DeepArUco++ Delivers Better Fiducial Market Tracking in Low Light, with Synthetic Training
A trio of neural networks, trained on a synthetically-generated data set, cope better against low lighting and shadows.
Researchers from the University of Córdoba and the Maimonides Institute for Biomedical Research of Córdoba (IMIBIC) have put neural networks to work on improving machine vision in low-light conditions, delivering a method that lets robots better track fiducial makers: DeepArUco++.
"The use of neural networks in the model allows us to detect this type of marker in a more flexible way," first and co-corresponding author Rafael Berral-Soler explains of the team's work, which focuses on the identification and tracking of printed fiducial markets by computer vision-capable robots, "solving the problem of lighting for all phases of the detection and decoding process."
"There have been many attempts to, under situations of optimal lighting, increase speeds, for example," co-corresponding author Manuel J. Marín-Jiménez adds of the importance of the team's work, "but the problem of low lighting, or [the presence of] many shadows, had not been completely addressed to improve the process."
Fiducial markers are used in robotics to allow a robot to easily track both the position and orientation of an object by following a typically black-and-white printed target. It's more reliable and less computationally intensive than generic object recognition and tracking, but still suffers in less-than-ideal lighting conditions — with sensor noise and shadows masking the markers and making tracking less reliable.

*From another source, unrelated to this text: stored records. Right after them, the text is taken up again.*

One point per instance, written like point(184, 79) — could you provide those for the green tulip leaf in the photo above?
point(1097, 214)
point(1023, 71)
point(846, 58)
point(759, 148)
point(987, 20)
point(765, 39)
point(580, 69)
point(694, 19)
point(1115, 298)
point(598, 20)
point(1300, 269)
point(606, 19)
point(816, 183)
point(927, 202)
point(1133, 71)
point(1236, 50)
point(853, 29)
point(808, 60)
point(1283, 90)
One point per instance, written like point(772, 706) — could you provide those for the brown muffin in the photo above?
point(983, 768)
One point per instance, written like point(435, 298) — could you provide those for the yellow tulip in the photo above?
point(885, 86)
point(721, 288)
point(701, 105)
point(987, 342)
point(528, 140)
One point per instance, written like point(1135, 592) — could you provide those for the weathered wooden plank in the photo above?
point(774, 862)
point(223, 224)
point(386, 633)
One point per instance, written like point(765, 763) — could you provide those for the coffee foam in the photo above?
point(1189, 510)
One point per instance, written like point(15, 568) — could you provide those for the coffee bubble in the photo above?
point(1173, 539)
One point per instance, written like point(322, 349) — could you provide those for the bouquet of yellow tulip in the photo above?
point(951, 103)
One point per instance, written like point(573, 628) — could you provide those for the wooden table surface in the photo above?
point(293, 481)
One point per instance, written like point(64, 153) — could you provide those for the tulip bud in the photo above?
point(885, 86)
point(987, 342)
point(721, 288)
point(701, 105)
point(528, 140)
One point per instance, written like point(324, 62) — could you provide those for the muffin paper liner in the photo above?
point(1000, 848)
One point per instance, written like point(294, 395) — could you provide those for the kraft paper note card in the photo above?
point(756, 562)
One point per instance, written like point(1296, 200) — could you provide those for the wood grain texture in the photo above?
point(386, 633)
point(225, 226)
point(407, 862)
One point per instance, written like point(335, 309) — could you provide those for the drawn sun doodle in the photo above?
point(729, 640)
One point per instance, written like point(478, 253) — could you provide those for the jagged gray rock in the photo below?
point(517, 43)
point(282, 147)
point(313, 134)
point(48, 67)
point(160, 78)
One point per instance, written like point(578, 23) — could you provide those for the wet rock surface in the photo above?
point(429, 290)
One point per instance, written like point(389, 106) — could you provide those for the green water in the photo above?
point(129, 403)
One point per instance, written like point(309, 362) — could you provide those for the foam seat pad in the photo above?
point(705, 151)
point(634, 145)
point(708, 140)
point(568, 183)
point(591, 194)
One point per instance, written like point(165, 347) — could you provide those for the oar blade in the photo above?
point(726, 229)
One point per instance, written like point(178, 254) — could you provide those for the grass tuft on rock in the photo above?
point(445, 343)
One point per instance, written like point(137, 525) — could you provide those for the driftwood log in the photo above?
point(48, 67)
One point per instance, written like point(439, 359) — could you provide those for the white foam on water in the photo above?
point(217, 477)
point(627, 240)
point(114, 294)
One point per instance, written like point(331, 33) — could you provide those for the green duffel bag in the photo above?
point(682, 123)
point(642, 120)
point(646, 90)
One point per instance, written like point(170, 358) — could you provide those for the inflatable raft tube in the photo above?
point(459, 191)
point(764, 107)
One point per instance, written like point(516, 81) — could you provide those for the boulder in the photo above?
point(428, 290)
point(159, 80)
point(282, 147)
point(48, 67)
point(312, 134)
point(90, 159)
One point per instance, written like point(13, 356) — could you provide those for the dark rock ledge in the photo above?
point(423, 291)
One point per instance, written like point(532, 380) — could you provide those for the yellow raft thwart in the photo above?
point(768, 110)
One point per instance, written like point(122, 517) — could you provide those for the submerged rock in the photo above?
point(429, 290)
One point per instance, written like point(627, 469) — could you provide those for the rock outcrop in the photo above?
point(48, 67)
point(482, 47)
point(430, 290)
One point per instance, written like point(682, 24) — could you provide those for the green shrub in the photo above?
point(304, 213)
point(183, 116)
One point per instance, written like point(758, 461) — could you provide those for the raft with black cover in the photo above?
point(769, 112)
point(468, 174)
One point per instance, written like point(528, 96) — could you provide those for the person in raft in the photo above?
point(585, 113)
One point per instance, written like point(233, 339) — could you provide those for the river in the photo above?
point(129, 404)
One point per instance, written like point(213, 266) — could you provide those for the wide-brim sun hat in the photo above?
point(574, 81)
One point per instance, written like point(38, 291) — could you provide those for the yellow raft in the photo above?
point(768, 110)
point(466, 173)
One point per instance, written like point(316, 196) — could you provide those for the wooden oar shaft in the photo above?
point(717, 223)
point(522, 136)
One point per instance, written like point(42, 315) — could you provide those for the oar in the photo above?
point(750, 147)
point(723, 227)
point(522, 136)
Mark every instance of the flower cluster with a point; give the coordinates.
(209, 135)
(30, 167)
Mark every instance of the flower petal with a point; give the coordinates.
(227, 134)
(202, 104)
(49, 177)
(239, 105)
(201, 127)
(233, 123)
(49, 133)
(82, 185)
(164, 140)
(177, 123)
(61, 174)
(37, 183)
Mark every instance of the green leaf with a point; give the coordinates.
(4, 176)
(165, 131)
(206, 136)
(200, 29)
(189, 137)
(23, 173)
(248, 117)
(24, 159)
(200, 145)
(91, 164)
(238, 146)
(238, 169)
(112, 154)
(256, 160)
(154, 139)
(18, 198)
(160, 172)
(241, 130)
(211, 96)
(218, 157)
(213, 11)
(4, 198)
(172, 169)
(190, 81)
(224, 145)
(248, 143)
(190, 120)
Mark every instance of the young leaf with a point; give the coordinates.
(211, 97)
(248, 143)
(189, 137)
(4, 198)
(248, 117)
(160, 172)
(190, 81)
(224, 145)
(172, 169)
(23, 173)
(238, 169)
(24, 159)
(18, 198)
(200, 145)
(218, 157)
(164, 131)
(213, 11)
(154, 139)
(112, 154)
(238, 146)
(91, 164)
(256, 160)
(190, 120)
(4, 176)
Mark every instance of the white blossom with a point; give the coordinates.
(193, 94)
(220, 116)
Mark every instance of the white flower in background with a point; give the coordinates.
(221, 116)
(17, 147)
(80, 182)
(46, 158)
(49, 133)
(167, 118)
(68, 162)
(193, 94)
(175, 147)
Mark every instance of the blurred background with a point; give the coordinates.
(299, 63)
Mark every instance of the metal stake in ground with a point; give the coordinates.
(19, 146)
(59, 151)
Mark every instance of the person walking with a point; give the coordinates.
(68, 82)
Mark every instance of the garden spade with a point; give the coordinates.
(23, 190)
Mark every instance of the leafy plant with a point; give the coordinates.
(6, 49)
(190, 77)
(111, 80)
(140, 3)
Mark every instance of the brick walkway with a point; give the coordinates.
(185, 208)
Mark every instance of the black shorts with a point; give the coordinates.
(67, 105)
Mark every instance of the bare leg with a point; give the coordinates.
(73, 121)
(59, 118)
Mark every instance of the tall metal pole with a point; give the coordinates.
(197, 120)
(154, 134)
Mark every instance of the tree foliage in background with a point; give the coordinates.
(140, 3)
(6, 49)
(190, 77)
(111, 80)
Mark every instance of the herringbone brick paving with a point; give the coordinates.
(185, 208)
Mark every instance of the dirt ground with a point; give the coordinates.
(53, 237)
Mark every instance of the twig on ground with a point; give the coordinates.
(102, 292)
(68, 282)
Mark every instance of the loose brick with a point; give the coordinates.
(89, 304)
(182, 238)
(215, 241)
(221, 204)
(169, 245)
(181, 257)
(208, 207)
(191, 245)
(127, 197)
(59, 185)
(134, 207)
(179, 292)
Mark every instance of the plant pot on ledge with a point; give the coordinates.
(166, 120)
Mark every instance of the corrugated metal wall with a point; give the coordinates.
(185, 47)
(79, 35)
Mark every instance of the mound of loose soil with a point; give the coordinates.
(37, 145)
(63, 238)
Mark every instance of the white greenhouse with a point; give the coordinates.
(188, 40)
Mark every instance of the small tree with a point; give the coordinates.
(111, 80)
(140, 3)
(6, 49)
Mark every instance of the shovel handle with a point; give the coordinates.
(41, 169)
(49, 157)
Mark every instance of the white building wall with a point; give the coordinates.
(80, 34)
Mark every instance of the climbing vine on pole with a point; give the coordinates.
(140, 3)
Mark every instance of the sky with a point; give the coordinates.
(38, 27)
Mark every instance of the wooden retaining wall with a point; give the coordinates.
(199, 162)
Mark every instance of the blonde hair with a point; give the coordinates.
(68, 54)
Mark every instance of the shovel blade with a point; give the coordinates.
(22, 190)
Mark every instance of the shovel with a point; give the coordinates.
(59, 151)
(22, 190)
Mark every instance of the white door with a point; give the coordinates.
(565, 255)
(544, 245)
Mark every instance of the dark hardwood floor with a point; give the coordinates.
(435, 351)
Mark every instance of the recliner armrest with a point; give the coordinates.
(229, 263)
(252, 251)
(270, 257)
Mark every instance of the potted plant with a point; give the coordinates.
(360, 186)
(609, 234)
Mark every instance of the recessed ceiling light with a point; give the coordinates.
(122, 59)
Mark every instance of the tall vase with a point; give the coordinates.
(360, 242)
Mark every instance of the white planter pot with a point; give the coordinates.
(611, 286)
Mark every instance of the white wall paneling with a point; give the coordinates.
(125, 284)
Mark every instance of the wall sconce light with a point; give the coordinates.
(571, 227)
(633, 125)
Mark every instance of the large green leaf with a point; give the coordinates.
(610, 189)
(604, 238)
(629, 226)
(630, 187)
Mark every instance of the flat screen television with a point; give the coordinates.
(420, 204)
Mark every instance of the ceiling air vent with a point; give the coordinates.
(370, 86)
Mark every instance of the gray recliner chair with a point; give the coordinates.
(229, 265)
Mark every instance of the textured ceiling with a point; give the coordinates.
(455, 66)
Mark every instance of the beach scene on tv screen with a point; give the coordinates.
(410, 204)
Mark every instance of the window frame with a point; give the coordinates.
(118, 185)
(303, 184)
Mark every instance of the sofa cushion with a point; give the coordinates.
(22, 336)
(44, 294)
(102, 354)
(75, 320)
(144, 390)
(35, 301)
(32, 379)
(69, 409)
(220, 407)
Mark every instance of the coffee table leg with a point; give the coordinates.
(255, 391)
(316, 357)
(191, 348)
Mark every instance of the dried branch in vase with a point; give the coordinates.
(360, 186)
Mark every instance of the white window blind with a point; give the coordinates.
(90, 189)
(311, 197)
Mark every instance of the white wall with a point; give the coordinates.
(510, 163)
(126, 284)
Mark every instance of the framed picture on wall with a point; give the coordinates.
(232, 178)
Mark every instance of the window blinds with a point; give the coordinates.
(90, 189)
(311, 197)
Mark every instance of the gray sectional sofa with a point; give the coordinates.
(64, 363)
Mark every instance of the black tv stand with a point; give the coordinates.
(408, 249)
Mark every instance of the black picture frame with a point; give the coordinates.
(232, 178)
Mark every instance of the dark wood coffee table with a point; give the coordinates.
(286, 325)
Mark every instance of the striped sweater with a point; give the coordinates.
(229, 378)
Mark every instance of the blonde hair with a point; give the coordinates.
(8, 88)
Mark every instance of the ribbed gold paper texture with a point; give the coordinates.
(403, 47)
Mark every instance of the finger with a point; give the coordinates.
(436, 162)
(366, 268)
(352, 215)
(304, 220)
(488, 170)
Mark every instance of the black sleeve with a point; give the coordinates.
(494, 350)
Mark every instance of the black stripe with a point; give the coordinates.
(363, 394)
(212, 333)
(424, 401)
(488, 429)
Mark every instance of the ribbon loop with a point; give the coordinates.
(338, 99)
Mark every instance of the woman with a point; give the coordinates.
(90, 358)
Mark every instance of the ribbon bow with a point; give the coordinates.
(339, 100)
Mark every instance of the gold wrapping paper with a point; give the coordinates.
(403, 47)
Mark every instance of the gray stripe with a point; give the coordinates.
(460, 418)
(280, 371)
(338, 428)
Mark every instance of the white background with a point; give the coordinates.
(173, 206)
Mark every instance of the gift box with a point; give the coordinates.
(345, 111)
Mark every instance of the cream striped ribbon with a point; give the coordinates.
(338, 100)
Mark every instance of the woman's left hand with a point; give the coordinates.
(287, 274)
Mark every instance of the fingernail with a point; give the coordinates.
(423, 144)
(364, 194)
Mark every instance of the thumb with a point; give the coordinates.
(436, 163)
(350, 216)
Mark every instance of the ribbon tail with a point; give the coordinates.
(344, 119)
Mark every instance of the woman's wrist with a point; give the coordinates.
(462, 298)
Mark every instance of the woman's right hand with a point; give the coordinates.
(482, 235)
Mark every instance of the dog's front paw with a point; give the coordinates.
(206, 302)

The team's solution is DeepArUco++, a trio of neural network models chained together into a system for detecting markers, refining their corners, and decoding them even in non-ideal lighting conditions. Interestingly, the team trained the models on a partially-synthetic dataset — but, the researchers claim, the system delivers better than state-of-the-art performance in both real-world testing and when used on the datasets used to train its rivals.
The researchers have published their work in the journal Image and Vision Computing under closed-access terms, with an open-access preprint available on Cornell's arXiv server; demonstration source code and pretrained models are available on GitHub under the permissive MIT license, along with the code used to generate the synthetic training data.